Box 1. Outstanding questions.

• What are the regulatory mechanisms adjusting nucleolar transcription to neuronal needs? Which signaling pathways play a critical role in that process? Do epigenetic mechanisms contribute to such a regulation?

• What are the mechanism(s) mediating the neurite growth effects of increased nucleolar transcription? Can such mechanism(s) include local delivery of de-novo made ribosomes to the growing neurites and support of local protein synthesis?

• Does the nucleolus determine regenerative growth of neurons? If so, can the nucleolus be harnessed for the therapeutic neurorepair?

• Does the neuronal nucleolar insufficiency contribute to neurodevelopmental disorders such as Bowen-Conradi-, ANE, Cockayne-, Prader-Willi- or Rett syndrome?

• Does neuronal activity regulate nucleolar transcription? Is such a regulation required for synaptic plasticity?

• What are the neuronal effector mechanisms of the nucleolar stress?

• Is neuronal growth and/or neuronal maintenance affected by such non-classical functions of the nucleolus as non-rRNA processing, transcription factor regulation, extranuclear export of proteins and RNAs or chromatin maintenance?

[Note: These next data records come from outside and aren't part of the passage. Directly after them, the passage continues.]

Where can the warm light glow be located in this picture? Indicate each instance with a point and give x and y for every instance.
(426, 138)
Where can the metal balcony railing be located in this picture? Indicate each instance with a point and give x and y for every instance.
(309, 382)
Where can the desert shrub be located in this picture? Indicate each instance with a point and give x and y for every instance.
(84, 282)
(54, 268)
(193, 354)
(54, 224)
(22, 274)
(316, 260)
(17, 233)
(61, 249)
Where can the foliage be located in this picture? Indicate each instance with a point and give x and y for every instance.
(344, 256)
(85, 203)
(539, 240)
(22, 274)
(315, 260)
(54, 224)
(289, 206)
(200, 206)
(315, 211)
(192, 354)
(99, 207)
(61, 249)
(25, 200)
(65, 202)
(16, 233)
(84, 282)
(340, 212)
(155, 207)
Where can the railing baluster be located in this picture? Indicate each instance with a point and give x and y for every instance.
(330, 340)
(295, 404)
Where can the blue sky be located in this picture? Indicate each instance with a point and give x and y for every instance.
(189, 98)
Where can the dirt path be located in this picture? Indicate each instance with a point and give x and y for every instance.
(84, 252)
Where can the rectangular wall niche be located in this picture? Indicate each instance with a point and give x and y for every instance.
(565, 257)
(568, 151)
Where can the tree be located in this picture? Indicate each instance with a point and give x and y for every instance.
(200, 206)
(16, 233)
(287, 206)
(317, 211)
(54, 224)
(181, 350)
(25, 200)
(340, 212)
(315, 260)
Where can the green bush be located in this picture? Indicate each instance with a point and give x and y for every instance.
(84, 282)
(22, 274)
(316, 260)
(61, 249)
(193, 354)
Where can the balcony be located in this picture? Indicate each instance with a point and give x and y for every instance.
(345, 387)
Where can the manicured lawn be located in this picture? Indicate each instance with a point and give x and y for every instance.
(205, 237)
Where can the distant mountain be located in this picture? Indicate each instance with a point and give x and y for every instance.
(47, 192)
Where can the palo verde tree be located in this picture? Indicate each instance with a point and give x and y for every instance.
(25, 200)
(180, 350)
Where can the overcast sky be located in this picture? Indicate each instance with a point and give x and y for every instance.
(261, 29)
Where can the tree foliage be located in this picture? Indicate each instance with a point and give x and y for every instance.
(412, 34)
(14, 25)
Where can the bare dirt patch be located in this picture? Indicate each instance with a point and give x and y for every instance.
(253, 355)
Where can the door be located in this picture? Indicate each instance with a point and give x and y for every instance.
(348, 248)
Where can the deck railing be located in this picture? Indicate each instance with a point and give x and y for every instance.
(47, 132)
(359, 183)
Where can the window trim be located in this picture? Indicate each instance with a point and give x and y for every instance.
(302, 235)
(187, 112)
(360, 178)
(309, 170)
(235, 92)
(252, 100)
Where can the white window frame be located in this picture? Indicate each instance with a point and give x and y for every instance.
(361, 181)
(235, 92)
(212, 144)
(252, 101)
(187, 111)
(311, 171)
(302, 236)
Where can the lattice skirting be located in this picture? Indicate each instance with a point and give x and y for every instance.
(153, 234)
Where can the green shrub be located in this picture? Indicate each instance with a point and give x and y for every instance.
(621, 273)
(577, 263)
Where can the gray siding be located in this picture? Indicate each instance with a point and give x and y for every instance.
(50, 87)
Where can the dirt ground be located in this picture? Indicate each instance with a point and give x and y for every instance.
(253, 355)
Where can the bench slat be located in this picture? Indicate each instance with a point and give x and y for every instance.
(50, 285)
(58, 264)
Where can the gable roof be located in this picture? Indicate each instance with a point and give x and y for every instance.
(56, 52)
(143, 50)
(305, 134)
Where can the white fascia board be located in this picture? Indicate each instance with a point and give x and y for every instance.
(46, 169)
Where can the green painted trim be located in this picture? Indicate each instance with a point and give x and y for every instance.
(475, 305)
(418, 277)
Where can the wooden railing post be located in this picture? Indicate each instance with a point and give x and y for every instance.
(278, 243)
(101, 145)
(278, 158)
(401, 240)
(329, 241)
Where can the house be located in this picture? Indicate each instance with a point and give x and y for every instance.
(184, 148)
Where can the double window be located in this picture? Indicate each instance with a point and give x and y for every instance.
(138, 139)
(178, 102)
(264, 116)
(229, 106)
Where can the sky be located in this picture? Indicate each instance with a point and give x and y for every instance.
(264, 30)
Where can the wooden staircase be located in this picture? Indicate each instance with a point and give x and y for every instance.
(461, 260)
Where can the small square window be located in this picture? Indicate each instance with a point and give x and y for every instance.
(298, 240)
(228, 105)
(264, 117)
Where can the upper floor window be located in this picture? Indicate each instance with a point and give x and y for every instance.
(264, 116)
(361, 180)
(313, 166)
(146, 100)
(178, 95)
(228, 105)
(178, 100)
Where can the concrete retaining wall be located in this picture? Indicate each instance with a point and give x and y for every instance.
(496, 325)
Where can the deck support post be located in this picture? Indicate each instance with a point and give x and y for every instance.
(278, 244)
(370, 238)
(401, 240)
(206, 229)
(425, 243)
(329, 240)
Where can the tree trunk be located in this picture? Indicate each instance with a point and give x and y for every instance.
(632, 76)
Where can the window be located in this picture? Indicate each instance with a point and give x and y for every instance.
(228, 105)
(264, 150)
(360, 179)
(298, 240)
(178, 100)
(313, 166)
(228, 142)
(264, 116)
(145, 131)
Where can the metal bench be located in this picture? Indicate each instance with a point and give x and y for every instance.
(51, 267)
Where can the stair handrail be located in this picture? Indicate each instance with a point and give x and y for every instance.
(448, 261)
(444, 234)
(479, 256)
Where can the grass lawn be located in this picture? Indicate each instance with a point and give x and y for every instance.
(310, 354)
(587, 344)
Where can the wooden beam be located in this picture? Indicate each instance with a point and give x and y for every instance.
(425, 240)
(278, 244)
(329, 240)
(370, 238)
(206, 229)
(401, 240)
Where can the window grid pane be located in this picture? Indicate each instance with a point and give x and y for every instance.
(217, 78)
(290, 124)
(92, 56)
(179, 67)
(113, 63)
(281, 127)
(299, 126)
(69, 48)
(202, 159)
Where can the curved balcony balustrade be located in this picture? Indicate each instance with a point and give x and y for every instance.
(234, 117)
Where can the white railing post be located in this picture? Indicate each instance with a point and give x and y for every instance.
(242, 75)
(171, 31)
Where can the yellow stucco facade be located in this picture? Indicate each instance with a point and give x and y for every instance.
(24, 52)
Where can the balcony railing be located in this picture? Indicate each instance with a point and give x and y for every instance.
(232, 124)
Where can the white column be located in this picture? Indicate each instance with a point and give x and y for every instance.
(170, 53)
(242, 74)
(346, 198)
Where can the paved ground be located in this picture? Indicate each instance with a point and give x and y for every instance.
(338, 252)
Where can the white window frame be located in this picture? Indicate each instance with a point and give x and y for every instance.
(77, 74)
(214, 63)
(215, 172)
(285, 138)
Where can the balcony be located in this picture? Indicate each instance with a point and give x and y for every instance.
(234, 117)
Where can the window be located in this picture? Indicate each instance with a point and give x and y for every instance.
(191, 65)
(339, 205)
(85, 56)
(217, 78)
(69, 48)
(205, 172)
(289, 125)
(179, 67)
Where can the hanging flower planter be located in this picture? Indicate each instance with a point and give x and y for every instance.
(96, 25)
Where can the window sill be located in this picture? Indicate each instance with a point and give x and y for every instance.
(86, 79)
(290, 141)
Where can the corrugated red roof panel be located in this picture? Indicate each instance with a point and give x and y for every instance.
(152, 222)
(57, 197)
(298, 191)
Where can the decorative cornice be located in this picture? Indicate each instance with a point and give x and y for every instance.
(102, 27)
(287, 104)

• Is the nucleolar insufficiency a cause or a result of neurodegeneration?

• What are the biological consequences of partial nucleolar insufficiency in degenerating neurons?

• Can the nucleolar modulation be a valid therapeutic approach to neurodevelopmental disorders and/or neurodegeneration?

• What are the contributions of the glial nucleolus to neuronal growth and maintenance?